Even as he tools around town in his custom Cadillac—the one with the pink mink interior—or parties with Midas types like Donald Trump, hip-hop hipster Wyclef Jean remembers when another rapper ruled. Back in the ’80s, when he was waiting tables in New Jersey, Jean recalls, “this kid sees me with a big M.C. Hammer afro and says, ‘Daddy! If s M.C. Hammer!’ So the dad comes over and says, ‘Look, I know you’re not him, but it’s my son’s birthday.’ He slips me $500! Listen, for $500 I’m gonna be Hammer. I’m gonna sing ‘Hammer Time.’ ”
Now, almost two decades later, it’s Jean, 34, who’s the man of the moment. With his fourth solo album, The Preacher’s Son, in stores and a world tour on tap, the Grammy-winning Fugees cofounder and all-star producer—he’s helped score hits for Whitney Houston, Carlos Santana and Destiny’s Child, among others—says his time has come. “I feel it, the vibe and the energy,” he says. “Get ready for the shows, man. It’s gonna be off the hook.”
Giddy as he feels, Jean says the high comes on the heels of “the worst period of my life.” In September 2001 his father, Gesner, an evangelical preacher, died in an accident. That same year Jean’s wife, fashion designer Marie Claudinette, 38, lost her mother and an uncle. “We went through a death spell, losing three people back-to-back,” says Jean. “Then, after a year of mourning, I finally understood: To conquer death, you have to celebrate life.”

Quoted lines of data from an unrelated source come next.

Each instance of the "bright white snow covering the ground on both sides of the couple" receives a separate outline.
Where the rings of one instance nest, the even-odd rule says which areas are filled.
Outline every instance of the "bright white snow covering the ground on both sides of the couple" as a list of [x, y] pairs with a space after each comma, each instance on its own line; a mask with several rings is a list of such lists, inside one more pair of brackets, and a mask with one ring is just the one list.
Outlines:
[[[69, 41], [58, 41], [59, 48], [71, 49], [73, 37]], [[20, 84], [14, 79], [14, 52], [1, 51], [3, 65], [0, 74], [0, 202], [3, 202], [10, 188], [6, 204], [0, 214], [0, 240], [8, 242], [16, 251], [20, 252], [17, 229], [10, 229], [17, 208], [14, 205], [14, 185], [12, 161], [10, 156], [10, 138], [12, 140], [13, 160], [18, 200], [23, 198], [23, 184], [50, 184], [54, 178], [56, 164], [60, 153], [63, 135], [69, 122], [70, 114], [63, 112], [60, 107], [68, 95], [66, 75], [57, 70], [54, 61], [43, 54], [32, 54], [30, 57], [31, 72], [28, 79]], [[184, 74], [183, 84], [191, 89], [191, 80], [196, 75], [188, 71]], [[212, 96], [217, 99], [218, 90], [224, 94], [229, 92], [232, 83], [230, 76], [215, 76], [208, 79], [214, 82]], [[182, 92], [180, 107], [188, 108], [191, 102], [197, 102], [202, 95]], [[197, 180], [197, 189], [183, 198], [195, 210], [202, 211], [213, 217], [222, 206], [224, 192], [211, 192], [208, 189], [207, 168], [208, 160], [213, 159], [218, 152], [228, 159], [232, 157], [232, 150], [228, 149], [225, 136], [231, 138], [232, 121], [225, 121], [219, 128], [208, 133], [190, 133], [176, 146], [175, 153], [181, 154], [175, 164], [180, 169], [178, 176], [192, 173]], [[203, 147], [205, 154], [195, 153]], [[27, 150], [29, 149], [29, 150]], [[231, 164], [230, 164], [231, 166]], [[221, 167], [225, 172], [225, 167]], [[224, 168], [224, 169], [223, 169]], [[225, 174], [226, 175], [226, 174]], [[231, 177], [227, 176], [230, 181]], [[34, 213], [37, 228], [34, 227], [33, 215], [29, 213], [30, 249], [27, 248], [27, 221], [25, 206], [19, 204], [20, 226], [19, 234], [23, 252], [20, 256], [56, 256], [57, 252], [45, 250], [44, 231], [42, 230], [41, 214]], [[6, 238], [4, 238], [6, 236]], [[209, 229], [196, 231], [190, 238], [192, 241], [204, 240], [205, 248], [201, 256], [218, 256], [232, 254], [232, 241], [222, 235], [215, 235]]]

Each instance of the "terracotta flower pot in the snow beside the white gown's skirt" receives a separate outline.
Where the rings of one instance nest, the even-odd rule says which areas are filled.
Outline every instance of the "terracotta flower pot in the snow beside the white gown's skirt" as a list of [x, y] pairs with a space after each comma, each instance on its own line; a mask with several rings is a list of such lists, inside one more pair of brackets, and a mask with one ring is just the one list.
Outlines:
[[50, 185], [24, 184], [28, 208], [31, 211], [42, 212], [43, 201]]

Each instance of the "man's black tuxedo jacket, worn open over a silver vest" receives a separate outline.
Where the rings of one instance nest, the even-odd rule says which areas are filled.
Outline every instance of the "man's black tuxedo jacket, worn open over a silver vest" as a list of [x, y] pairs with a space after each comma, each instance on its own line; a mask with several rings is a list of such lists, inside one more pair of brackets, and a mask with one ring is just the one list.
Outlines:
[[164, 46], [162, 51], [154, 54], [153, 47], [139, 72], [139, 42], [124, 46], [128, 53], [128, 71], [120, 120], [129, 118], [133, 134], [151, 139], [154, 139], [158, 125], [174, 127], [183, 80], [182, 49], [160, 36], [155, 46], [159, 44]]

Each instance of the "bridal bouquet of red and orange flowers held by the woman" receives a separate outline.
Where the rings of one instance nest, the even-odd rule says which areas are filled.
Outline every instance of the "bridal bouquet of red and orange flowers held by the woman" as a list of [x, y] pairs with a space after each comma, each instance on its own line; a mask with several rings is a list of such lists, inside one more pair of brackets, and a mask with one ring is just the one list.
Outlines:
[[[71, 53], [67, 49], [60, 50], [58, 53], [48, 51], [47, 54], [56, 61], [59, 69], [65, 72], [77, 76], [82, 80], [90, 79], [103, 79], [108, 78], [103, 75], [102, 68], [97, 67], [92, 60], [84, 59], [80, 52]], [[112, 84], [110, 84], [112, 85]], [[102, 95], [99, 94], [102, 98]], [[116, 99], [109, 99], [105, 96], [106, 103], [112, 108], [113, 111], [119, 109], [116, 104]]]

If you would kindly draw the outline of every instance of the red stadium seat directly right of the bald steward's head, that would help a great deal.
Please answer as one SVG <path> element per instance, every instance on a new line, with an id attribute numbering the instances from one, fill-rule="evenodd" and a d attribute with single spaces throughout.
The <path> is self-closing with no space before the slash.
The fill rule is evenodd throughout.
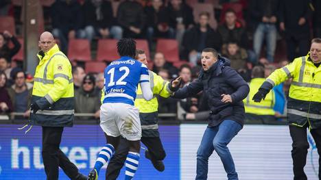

In a way he’s been doing that from birth. Born poor in Haiti, where he acquired what Whitney Houston calls his “cool island vibe,” Jean remembers “dancin’ in the rain, butt naked. Freedom! Happyjust to be alive.” Then, at 9, he was shocked to learn that the couple visiting from America, Gesner and Yolande Jean—and not the relatives who raised him—were his real parents. More shocking was the violence-swept Brooklyn housing project where the Jeans moved. “It was the roughest, toughest place,” says Jean. To keep him and his siblings out of harm’s way, Jean’s father gave them toy drums and guitars—but not lessons. “We could play absolutely no notes,” says Jean. “Man, was we making noise!” When the family moved to East Orange, N. J., in the mid-’80s, the kids made a heavenly din in the funeral home their father converted into a church. “The freight elevator still had a coffin in it,” Jean says, “but once we got adjusted, the ghosts weren’t so bad.”
Jean’s talents as a rapper and guitarist earned him his first record deal at 17, but his father “didn’t have a clue that I lived a double life, church boy and rap- per” until Jean and his Fugees band- mates Pras Michel, 31, and Lauryn Hill, 28, were well on their way to stardom. With their 1996 album The Score selling about 20 million copies worldwide, Jean says, “the planes went from commercial airlines to jumping on the Concorde. The bank account getting ching, ching, ching every week.” After a lengthy estrangement, Jean’s father found away to make his son’s lucre from what he considered “the devil’s music” do the Lord’s work: “My dad would come to my house and he’d be like, ‘You have more sneakers than Will Smith!’ He’d raid my closet and half my Jordans would be gone, my Armani suits. He’d just bag ’em and go give ’em away.”
While father and son patched things up, Jean and his fellow Fugees had a contentious parting. “I was young, I was crazy, I was a ladies’ man,” says Jean, laying part of the blame for the band’s dissolution in the late ’90s on his affair with Hill. When he stopped seeing Hill, Jean confessed his infidelity to his wife, whom he had met in his late teens and wed in 1994. “I was outraged,” says Marie Claudinette, who briefly left their suburban New Jersey home. “I went crazy on him. I beat him up. I did everything an average normal woman would do. I think if he didn’t confess, if I found out differently, I wouldn’t have bothered.” Now, friends say, the couple’s marriage is stronger than ever. “They’ve been through tough times, but they’re still together,” says Patti LaBelle, who performs on Jean’s new album and has bought stage outfits from his wife. “If s a wonderful relationship.”
Jean, like many fans, is all for a Fugees reunion—”I would love that!” —but he says his former partners (both declined to be interviewed) have not returned his phone calls. “All I can do is keep calling and eventually somebody will call back.” So for now, it’s ‘Clef time. “I love performing,” says Jean, now rehearsing for his upcoming tour. “It’s time for that right now-to celebrate life and give people hope.” As his father would say, Amen to that.